Adaptive reuse has played an integral part in the revitalization of the nation’s more urban areas, particularly those in the Northeast region of the country where many historic buildings’ initial purpose has become extinct. There is a large inventory of these structures (industrial plants, factories, warehouses, refineries, ‘’downtowns,’’ etc.), sitting vacant and in poor condition, which continue to be a blight on their community. With a high demand for urban space and short supply of land in these areas, investors and developers are increasingly looking at adaptive reuse of existing buildings as an enticing option.
Risk-adverse developers and building owners are opting to repurpose older buildings. In some situations, it is more financially and intrinsically advantageous to repurpose an existing building than it is to knock it down and replace it with another. In the next 10 years, 90 percent of U.S. construction will occur on existing buildings (both renovation of existing spaces and the adaptive reuse of an existing building), partially due in part to the fact that it is generally faster, more cost effective and more sustainable than building a structure on a greenfield.
On the most basic level, adaptive reuse can save on overall building design, material and construction costs.
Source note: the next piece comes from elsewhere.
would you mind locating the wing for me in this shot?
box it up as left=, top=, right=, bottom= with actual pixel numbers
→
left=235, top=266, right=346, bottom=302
In general, these buildings have great foundations, facades and structurally strong frameworks, which can remain intact, while containing an abundance of existing core and shell space that can be quickly and cost effectively renovated to serve the needs of non-traditional tenants. With minimal space reconfigurations, a former warehouse could be perfectly suited for residential tenants who desire urban loft apartments.
While the benefits of adaptive reuse are varied for developers and building owners, investors and managers, incentives that are federally and locally offered for preserving and re-using these unique structures can make the project more economically feasible. There are a variety of grants and credits available to increase the attractiveness of rehabilitating an existing obsolete structure, including historical preservation, brownfields (if the site is found to be contaminated), urban enterprise zone program (available in New Jersey), federal rehabilitation credits and state and local tax credits.
The intrinsic values that can come as a result of adaptive reuse include larger scale urban revitalization, public approval of a building formerly considered blight on the community and the promotion of continued sustainable development. The repurposing of one building can springboard further rehabilitations. An example of this would be the redevelopment of an existing space into a theater, museum or other tourist attraction. This one project could heighten the need for lodging and restaurants in the same formerly underutilized area, creating more opportunities for developers and building owners of adjacent properties, while positively impacting the local economy.
The success of any redevelopment project hinges on the ability of the structure to attract and retain tenants. For this generation of consumers who want to “live, work and play” in urban areas and in spaces that are not only functional and sustainable, but also have character, an adaptive reuse project is an ideal solution.
Untapped opportunity lies before us in the existing building stock in this country. While adaptive reuse has the potential to help revitalize neighborhoods and promote sustainable development, the appeal of the unique personality and history behind adaptive reuse projects may be a worthwhile investment for developers in itself.